Pandangannya mengambang melampauiku, menelusuri lekuk ladang dan kabut biru di kaki bukit.
“Desa ini ibarat kolam tenang. Airnya jernih, bisa memantulkan langit. Tapi coba kau tanya pada ikan, adakah yang hidup hanya dengan memandang pantulan?”
Tanganku berhenti bergerak. Jemari masih terbenam dalam lumpur abu-abu.
“Ayahmu,” lanjutnya, dan kini suaranya lebih rendah, seperti mengambil sesuatu dari laci ingatan yang jarang dibuka.
“Malam sebelum dia pergi, dia duduk di sini, di tempat yang sama. Matanya menatap arah yang kau tatap sekarang. Dia bilang. Chen, Jinglan ini buaian. Nyaman dan hangat. Tapi buaian akan menjadi penjara jika anakku tumbuh dewasa tapi takut menginjak tanah. Lalu dia berbisik. Jika suatu hari dia mulai bertanya pada langit yang diam, bimbing kakinya ke bumi yang masih mau menjawab.”
Angin sore membelai kulitku, tiba-tiba terasa lebih dingin. Sentuhannya datang kemudian ke telapak tangan kasar dan hangat menepuk bahuku, ringan tapi meninggalkan bekas.

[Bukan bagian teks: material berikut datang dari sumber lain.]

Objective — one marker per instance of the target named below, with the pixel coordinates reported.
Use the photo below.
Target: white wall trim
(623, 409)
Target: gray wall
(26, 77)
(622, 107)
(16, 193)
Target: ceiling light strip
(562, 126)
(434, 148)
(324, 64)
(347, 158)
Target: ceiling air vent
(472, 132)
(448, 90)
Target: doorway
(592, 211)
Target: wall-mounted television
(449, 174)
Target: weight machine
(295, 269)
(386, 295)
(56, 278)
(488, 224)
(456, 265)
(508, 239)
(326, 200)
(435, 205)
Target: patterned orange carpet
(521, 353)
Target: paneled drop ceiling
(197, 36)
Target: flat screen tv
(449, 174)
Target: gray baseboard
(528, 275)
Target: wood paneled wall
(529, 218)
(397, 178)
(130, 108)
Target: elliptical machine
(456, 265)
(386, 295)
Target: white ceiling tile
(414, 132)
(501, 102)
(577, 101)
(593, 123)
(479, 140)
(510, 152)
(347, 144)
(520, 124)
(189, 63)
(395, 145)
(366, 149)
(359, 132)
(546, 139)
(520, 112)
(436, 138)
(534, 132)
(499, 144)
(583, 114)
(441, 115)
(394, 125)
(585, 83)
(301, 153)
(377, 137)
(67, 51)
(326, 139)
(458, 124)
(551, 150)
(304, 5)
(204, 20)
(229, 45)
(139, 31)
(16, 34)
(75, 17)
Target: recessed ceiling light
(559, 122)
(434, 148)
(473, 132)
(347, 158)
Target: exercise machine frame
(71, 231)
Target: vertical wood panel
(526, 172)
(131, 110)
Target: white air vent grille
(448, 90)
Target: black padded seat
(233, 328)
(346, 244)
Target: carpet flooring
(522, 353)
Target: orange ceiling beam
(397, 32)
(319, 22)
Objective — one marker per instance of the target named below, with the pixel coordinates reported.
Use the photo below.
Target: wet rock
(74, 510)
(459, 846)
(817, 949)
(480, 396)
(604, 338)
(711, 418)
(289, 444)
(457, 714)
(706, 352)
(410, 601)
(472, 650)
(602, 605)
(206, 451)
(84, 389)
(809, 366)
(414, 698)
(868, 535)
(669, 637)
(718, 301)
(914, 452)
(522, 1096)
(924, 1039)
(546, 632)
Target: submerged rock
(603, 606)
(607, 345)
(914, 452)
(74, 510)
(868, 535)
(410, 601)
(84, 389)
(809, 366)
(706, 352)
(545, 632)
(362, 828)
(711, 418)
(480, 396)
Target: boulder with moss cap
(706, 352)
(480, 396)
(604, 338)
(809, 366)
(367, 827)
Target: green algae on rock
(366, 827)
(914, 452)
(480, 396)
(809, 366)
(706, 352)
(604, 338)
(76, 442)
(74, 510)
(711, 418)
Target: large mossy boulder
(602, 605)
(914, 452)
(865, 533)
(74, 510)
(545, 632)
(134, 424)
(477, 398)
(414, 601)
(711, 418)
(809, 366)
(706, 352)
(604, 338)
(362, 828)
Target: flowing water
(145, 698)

“Kami tak mengusirmu, anak muda. Kami hanya menunjukkan bahwa pintu itu ada.”
Ia menarik napas dalam, dadanya mengembang seperti kantong udara tua.
“Pergilah. Tapi jangan hanya membawa pedang. Bawa telingamu. Dengarkan bagaimana angin bersiul di celah tebing yang asing. Rasakan getar tanah saat orang asing melintas. Cicipi air dari sumber yang akarnya tak kau kenal. Dengan begitu, kau akan mengerti bahasa bumi yang melahirkanmu.”
Matanya menatapku, dan untuk sesaat, aku melihat bukan Pak Tua Chen, tetapi semua lelaki tua Jinglan, semua ayah yang pernah bertanya, semua jiwa yang pernah merasa sempit di bawah langit yang sama.
“Carilah pertanyaannya, Ling Feng. Bukan jawabannya. Karena sering kali, kita baru paham rumah setelah merasakan hujan di atap orang lain.”
Kemudian ia berpaling.
Langkahnya ...
Perlahan menjauh, ditelan bayangan panjang senja. Tapi kata-katanya tidak pergi. Mereka menggantung di udara, menempel pada debu yang beterbangan, meresap ke tanah liat di tanganku.
Aku tetap berlutut, menyaksikan cahaya emas berubah menjadi jingga, lalu memerah. Jemariku, yang masih dilumuri tanah, mulai terasa kaku.
Retakan-retakan halus muncul di permukaan, membentuk peta-peta kecil tak berarti.
Dari ketinggian atap ini, Jinglan terbaring pasif.
Sawah-sawah terhampar seperti permadani hijau yang dijahit rapi, atap-atap gubuk menunduk di bawah berat hari, asap dapur menggulung malas. Semuanya pada tempatnya.
Terlalu pada tempatnya.
Dan aku, di tengah kesempurnaan statis ini, tiba-tiba merasa seperti batu yang tergelincir dari mozaiknya.
Pergi untuk mendengar.
Bisikan itu bukan dari luar, tapi dari dalam tulang.
Selama ini, telingaku hanya mendengar Jinglan dalam pengulangan. Aku tahu dengkuran sungai di malam hari, tahu desis angin musim timur, tahu detak jantung bumi saat hujan akan turun. Tapi aku tak lagi mendengarkannya.
Aku hanya mengingatnya.
Kebiasaan telah membangun tembok tebal antara diriku dan musik desa sendiri.
Aku menatap telapak tanganku. Garis-garis kehidupan di sana tercetak oleh cangkul, oleh pisau, oleh tali pancing. Tangan seorang yang berakar. Tapi malam ini, di balik setiap garis itu, seperti tersembunyi garis lain yang samar, garis perjalanan, garis pertemuan, garis tanah asing.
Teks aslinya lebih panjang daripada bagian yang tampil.